Output a confusion matrix of the trained model on the test set.

In [3]:
def plot_confusion_matrix(cm, classes, normalize=False, title='Confusion Matrix', cmap=plt.cm.Blues):
    if normalize:
        cm = cm.astype('float') / cm.sum(axis=1)[:, np.newaxis]
    
    plt.imshow(cm, interpolation='nearest', cmap=cmap)
    plt.title(title)
    plt.colorbar()
    tick_marks = np.arange(len(classes))
    plt.xticks(tick_marks, classes, rotation=90)
    plt.yticks(tick_marks, classes)
    
    fmt = '.2f' if normalize else 'd'
    thresh = cm.max() / 2
    
    for i, j in itertools.product(range(cm.shape[0]), range(cm.shape[1])):
        plt.text(j, i, format(cm[i, j], fmt), horizontalalignment="center", color="white" if cm[i, j] > thresh else "black")
        
    plt.tight_layout()
    plt.ylabel('True Label')
    plt.xlabel('Predicted Label')

Output 5 examples of correctly classified text for each gender and 5 examples of incorrectly classified text for each gender (so 20 text examples in total), all of which must be from the test set.
This is assuming that you have at least 5 instances of each group.
If you have less, then show whatever is available.

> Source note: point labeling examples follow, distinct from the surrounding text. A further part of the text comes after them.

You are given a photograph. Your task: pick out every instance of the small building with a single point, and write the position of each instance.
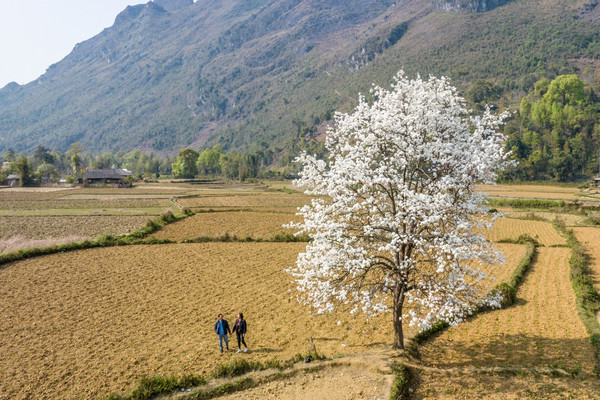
(104, 177)
(13, 180)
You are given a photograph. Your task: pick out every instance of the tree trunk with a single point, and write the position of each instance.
(398, 304)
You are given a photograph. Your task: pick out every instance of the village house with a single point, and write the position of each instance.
(103, 177)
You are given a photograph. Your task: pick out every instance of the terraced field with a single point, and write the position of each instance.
(85, 323)
(82, 324)
(543, 329)
(241, 224)
(544, 192)
(589, 237)
(512, 228)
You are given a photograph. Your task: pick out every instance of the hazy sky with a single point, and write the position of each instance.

Remember the list of important tokens determined previously (from the logistic regression classifier)?
Write code that takes all the texts in the test set that have at least one of the important tokens and shows the percentage of these texts that were correctly classified.
Similarly, take all the texts that don't have any of the important tokens and show the percentage of these texts that were correctly classified (so 2 percentages in total).

## Conclusion (10%)

Write, in less than 300 words, your interpretation of the results and how you think the model could perform better.
You should talk about things like overfitting/underfitting and whether the model is learning anything deep about how the different genders write or if it's just basing everything on the words used.